NELP: New Report Documents Expansion of Predatory Practices at Big Banks Nationwide
New Report Documents Expansion of Predatory Practices at Big Banks Nationwide
Bank workers, NELP to brief members of Congress on big banks’ predatory retail tactics and abusive sales metrics
Washington, DC – Big banks bailed out by U.S. taxpayers continue to aggressively push high interest credit cards and other unnecessary financial products on customers, according to a new report by the National Employment Law Project (NELP). Analysis of industry data, class action lawsuits and interviews with dozens of frontline bank workers reveal the unscrupulous tactics that Wells Fargo and other major U.S. banks are using to force predatory products onto customers. On Friday, frontline bank workers affiliated with the Committee for Better Banks and experts from NELP will brief Rep. Keith Ellison (D-MN) and other members of Congress on the need to protect consumers and workers by crafting new regulations that cease predatory banking practices and aggressive sales metrics systems.
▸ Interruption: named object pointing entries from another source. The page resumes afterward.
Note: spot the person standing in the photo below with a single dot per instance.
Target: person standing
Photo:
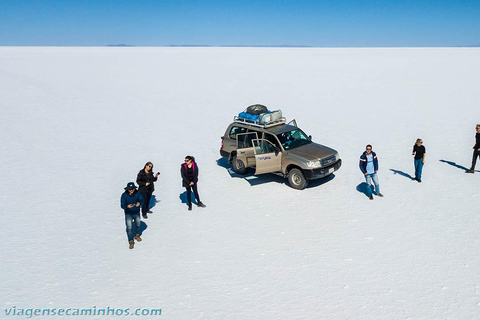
(189, 172)
(476, 150)
(369, 167)
(419, 152)
(131, 201)
(145, 180)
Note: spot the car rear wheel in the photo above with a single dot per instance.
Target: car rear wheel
(238, 165)
(296, 179)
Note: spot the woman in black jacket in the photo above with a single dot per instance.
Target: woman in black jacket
(145, 179)
(189, 172)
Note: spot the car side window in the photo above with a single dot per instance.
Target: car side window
(245, 140)
(271, 138)
(236, 130)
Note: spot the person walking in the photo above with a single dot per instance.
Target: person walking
(476, 150)
(419, 153)
(145, 180)
(369, 167)
(189, 172)
(131, 201)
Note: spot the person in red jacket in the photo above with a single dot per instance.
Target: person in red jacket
(189, 172)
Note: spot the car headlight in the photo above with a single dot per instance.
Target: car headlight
(314, 164)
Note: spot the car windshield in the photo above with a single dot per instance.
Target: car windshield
(293, 139)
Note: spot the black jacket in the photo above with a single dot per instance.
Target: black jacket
(143, 178)
(127, 199)
(183, 172)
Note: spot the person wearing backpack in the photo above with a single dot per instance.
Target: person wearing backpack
(189, 173)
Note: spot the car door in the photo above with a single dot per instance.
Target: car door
(245, 149)
(268, 158)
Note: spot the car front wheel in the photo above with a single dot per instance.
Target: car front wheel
(296, 179)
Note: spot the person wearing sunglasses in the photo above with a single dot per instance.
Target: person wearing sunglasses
(189, 172)
(145, 180)
(369, 167)
(419, 152)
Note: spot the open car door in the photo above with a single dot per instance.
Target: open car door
(245, 150)
(268, 158)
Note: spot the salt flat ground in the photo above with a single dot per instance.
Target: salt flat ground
(77, 124)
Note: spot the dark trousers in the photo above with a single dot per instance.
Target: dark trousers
(189, 193)
(147, 195)
(476, 154)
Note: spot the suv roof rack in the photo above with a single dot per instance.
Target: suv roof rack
(282, 120)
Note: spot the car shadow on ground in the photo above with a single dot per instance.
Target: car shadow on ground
(403, 174)
(254, 180)
(319, 182)
(453, 164)
(363, 188)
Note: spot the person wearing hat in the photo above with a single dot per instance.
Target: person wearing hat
(145, 179)
(131, 202)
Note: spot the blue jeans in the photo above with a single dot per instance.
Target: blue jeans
(128, 222)
(418, 168)
(369, 178)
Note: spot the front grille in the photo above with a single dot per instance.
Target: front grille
(328, 161)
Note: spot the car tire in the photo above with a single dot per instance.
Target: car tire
(238, 165)
(296, 179)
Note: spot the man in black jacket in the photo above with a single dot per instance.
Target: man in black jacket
(476, 150)
(130, 201)
(145, 179)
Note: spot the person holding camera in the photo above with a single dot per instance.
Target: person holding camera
(131, 201)
(189, 172)
(145, 181)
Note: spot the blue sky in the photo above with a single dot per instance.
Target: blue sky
(333, 23)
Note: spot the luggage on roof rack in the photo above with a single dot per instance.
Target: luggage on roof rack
(259, 115)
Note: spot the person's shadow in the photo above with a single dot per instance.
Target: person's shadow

“Eight years after the financial crash, Wall Street CEOs and shareholders are filling their personal bank accounts with earnings from immoral and exploitive bank sales quota systems,” said Anastasia Christman, Deputy Program Director at NELP and author of the report. “Big banks are using frontline workers to pull the wool over ordinary consumers’ eyes. Americans trust bank tellers, but these individuals face the impossible choice of pushing high interest credit cards and other predatory ‘products’ just to keep their jobs.”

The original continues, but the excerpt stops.